For me, one of the main attractions of fantasy writing has always been the simplicity. This is not to say that complex plots and well-developed characters are absent, quite the opposite. But the situations they find themselves in are always so wonderfully clear-cut.

"A shadow has appeared in the west!"
"Well, it is almost time for sunset."
"No, it is a harbringer of dark things and other bad stuff!"
"Oh. Really? You're sure?"
"Forsooth, it can only be so. It hides behind spiky mountains!"
"Spiky mountains?! Not on my watch. Gather the good-looking troops!"

I for one love situations where the enemy is clear and obvious and the good guys and gals can meet them in righteous battle. I think part of the attraction is that this almost never happens in the real world. You might suspect that the bank you have your money with is investing in dodgy arms trading, or have some inkling that those 5-pairs-for-a-pound socks aren't quite on the right side of the ethical line, but there is little opportunity to go out and raise arms to smite the evil.

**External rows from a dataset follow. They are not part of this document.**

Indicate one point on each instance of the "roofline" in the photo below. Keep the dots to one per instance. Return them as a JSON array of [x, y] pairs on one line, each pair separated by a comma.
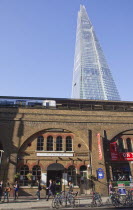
[[68, 100]]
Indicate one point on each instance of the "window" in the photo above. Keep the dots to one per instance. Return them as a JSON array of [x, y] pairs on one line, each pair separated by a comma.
[[23, 178], [72, 175], [68, 143], [129, 145], [36, 172], [40, 142], [59, 143], [121, 145], [50, 143]]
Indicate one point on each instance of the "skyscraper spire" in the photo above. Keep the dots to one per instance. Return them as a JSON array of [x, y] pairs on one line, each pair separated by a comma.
[[92, 78]]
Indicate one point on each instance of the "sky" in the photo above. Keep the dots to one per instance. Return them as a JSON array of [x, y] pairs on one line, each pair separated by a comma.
[[37, 44]]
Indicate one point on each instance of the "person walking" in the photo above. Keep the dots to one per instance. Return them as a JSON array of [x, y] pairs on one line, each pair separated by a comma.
[[7, 189], [38, 189], [1, 190], [50, 189], [16, 189], [70, 187]]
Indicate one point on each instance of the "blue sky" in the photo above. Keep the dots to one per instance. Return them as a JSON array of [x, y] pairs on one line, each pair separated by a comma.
[[37, 43]]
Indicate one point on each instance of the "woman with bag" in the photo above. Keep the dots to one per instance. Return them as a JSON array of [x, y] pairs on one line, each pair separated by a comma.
[[7, 189]]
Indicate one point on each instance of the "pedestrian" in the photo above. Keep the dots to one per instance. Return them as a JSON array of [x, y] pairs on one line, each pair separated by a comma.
[[7, 189], [70, 187], [54, 188], [110, 188], [16, 189], [50, 189], [1, 190], [39, 188]]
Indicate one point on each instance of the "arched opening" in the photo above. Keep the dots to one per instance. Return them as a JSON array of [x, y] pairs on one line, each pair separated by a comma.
[[36, 172], [83, 180], [55, 172]]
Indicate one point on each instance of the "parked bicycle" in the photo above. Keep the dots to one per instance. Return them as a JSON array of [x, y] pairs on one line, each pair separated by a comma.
[[63, 199]]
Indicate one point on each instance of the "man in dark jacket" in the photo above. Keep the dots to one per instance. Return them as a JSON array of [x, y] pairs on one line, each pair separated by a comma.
[[1, 190], [50, 189]]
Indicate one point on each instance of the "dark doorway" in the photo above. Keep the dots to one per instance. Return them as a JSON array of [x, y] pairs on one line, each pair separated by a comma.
[[55, 172]]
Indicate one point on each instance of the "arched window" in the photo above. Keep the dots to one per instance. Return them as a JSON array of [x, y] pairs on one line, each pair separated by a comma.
[[50, 143], [40, 142], [121, 145], [36, 172], [72, 175], [59, 143], [129, 145], [23, 178], [83, 172], [68, 143]]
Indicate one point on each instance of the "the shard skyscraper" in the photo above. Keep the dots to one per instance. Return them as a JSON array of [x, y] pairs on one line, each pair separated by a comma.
[[92, 78]]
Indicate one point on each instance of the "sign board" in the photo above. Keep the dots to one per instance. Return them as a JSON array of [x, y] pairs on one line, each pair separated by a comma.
[[99, 146], [54, 154], [44, 178], [122, 191], [121, 185], [100, 173], [119, 156]]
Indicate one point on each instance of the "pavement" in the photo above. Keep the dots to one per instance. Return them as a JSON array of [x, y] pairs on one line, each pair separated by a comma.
[[32, 203]]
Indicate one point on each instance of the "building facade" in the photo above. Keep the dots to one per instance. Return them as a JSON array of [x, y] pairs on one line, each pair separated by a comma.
[[86, 142], [92, 78]]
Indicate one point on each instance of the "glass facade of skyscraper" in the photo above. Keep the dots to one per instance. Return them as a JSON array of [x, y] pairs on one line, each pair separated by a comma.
[[92, 78]]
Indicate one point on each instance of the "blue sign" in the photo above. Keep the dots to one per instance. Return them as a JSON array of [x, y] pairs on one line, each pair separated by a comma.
[[100, 173]]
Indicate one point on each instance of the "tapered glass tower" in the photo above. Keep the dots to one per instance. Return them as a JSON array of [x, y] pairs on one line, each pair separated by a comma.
[[92, 78]]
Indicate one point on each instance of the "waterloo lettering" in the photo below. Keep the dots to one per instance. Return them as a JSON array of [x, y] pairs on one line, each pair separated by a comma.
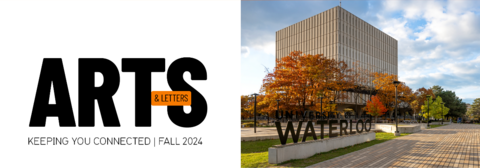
[[310, 129]]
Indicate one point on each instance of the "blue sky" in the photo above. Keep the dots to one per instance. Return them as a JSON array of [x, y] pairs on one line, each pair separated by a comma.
[[438, 41]]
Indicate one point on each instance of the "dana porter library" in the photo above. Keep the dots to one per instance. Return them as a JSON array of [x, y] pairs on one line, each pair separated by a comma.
[[340, 35]]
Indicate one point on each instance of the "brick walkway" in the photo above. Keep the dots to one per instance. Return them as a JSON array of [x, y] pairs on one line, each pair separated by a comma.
[[456, 145]]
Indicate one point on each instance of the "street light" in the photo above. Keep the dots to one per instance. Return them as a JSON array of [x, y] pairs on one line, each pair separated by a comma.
[[428, 110], [331, 111], [278, 102], [442, 112], [397, 133], [255, 114], [321, 104]]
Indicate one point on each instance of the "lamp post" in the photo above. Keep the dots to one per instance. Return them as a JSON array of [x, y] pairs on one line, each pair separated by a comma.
[[442, 112], [428, 111], [397, 133], [255, 113], [321, 104], [331, 111]]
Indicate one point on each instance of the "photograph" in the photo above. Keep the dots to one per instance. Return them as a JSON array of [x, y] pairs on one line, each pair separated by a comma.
[[376, 84]]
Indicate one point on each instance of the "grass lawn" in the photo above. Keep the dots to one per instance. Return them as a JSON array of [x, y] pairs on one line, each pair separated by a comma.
[[255, 153], [435, 126]]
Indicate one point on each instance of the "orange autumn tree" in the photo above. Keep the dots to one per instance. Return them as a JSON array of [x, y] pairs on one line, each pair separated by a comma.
[[299, 78], [375, 107], [383, 83]]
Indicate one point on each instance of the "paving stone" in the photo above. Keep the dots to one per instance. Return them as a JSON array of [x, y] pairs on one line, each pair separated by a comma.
[[456, 145]]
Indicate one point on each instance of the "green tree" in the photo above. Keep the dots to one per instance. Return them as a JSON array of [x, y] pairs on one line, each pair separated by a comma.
[[455, 104], [435, 108]]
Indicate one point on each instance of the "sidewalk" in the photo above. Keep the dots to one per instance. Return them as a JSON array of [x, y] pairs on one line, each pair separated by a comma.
[[456, 145]]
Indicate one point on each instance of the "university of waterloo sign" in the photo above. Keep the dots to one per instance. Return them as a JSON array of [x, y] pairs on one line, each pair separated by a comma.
[[310, 131]]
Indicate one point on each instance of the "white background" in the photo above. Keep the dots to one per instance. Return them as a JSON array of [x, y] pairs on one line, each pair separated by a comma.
[[207, 31]]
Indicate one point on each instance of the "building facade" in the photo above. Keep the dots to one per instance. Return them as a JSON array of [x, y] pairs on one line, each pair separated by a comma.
[[338, 34]]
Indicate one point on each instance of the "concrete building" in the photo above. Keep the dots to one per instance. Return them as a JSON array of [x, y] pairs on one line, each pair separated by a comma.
[[340, 35]]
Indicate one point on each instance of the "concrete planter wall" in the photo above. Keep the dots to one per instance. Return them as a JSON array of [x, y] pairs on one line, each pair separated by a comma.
[[281, 153], [402, 129]]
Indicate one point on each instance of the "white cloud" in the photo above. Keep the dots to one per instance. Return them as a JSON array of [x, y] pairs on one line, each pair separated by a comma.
[[245, 51]]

It would be so much easier if, in the real world, the bad guys always wore black. And lived in towers behind spiky mountains.

Wednesday, 11 August 2010

The fantasy begins

For years, I have had a dream. A strange dream. I wanted to sit among those giants of the literary world, those authors with long series of books, all with dramatic watercolour pictures adorning the covers, who could make up their own words with merry abandon, who could create names from sounds their cat made while it was asleep and call it a new race of people: I wanted to be a fantasy writer.

Earlier this year I woke up one day with an idea - this was what I had been waiting for! After a lifetime where the most creative thing I ever did was add pear to chocolate cake (works very well, by the way), I was finally able to put fingertips to keyboard and start my own contribution to the world of wonderful, weird world of rubbish fantasy writing.

As I write I am about halfway through writing the first novel, and I am loving it. I have no illusions: I have read too much of the good stuff (and the bad) for my ideas not to feature some derivation from my favourites. But I am told that imitation is the sincerest form of flattery and I hope it will be clear in the final text that any inadvertent similarities to characters living or imagined is purely done in love. Will that stand up in a court of law?

Here I will take a look at where my own writing attempts take me and also cast a wider look at the world of fantasy writing.